One of our case studies (see the appendix of our presentation) highlights a scenario where the initial preferred partner declined to engage meaningfully around the organization’s value proposition. In response, our client launched a formal process to identify a partner that understood and appreciated their strategic value. The resulting partnership has since proven successful for both the organization and the broader community.

The lesson: present the facts, run the numbers, and share this information transparently with all prospective partners. Pay close attention to who is willing and able to engage with those facts. That responsiveness is a critical indicator of strategic alignment and a strong predictor of a sustainable, long-term, win-wins in a partnership. Most importantly, always ensure key terms are clearly defined in writing and backed by contractually enforceable language.          

What are some early indicators that a current partnership may be undervaluing our rural affiliate? How should we respond if that is the case?

A key indicator is a refusal from the current partner to engage around an improved, correct methodology for evaluating performance of a rural affiliate. One common issue is allocating fixed overhead to the rural affiliate that would not go away if the rural affiliate were to go away.  In such a case, the partner is loading fixed overhead onto the affiliate and the result of the analysis will be an incorrect evaluation of the rural affiliate’s accretive value or contribution margin.  Additionally, significant disparities in analyzing the value of the home office cost allocation, combined with underinvestment in rural affiliates despite the partner benefiting from incremental referrals, the value of swing bed programs are all markers of an existing or prospective partner who is not appropriately valuing existing or potential rural affiliates.

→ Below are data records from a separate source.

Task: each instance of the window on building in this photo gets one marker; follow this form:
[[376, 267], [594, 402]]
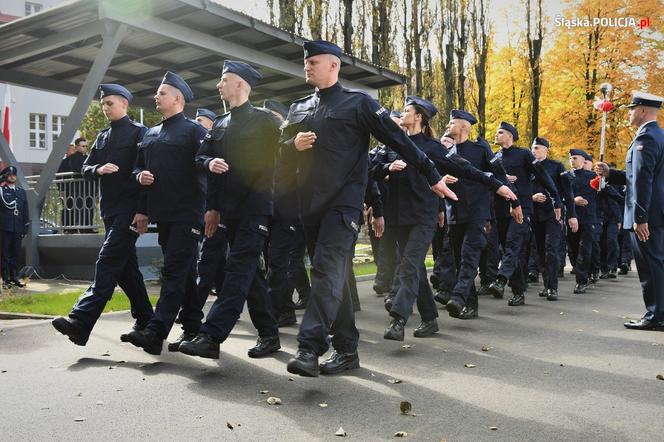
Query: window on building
[[38, 131], [32, 8], [57, 123]]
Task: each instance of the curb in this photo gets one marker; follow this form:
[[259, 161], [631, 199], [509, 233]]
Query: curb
[[11, 315]]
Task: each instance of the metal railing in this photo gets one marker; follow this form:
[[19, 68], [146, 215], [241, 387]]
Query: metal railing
[[71, 205]]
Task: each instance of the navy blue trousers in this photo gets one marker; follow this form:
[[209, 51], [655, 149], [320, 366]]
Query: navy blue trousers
[[116, 265], [490, 258], [244, 282], [411, 284], [546, 237], [468, 240], [330, 238], [179, 246], [513, 238], [649, 258], [282, 235]]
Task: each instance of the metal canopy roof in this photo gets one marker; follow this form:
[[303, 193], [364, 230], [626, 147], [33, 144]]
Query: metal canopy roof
[[55, 49]]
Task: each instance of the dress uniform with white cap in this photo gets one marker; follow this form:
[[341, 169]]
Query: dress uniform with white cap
[[13, 225], [644, 202], [117, 263]]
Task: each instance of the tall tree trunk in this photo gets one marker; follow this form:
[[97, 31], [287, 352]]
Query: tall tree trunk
[[446, 40], [287, 15], [348, 26], [480, 30], [462, 38], [535, 61], [417, 48], [315, 10], [408, 51]]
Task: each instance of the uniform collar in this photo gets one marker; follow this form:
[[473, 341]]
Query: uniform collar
[[173, 119], [329, 90], [644, 125], [242, 109], [121, 122]]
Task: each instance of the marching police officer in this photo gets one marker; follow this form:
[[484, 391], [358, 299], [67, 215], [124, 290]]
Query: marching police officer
[[585, 198], [548, 221], [175, 201], [468, 217], [14, 222], [205, 117], [330, 130], [282, 229], [239, 151], [644, 199], [110, 163], [514, 232]]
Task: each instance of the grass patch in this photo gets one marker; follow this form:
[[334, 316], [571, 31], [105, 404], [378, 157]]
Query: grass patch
[[60, 304]]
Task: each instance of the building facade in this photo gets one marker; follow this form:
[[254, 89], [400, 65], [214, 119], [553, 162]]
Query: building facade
[[36, 116]]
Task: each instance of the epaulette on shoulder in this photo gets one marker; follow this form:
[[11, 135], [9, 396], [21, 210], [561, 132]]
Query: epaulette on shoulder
[[305, 98], [356, 91]]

What trigger should we monitor to let us know if we should seek a partner?

In our practice, there is no one metric that would be the definitive marker.  However, there are key indicators that indicate that the organization’s risk profile is becoming significantly more acute. 

Examples include:

  • Flat or declining top-line revenue over three or more years
  • A sustained decrease in fund balance due to negative cash flow or underinvestment in capital relative to depreciation
  • A growing backlog of deferred capital investment
  • Declining market share or increasing outmigration of commercially insured patients
  • An aging medical staff with limited succession planning
  • Escalating competition without adequate resources to respond

These issues rarely manifest as a single event. More often, they represent a gradual erosion of strategic market position and clinical, financial, and operational strength – all of which indicate heightened strategic risk. Unfortunately, this slow decline is often missed—primarily because boards tend not to review long-term performance trends on a regular basis.

It is essential to assess the organization’s strategic risk profile on an annual basis and to examine how that risk is trending over time. Analyzing 5 and 7-year trends across key operating, financial, market, and value indicators offers a much clearer picture than simply comparing current performance to the prior year or to the annual budget. This longer-term view enables a more comprehensive understanding of how strategic risks are evolving.

Once these trends are understood, they should be integrated into a broader analysis that evaluates the organization’s alignment with its long-term strategic objectives. The challenge is that many warning signs of an unsustainable trajectory are cumulative and unfold gradually over several years.  If the organization decides to partner, a worsening strategic risk profile creates specific needs and constraints that should inform the selection of a preferred partner, partnership structure and contractually enforceable terms.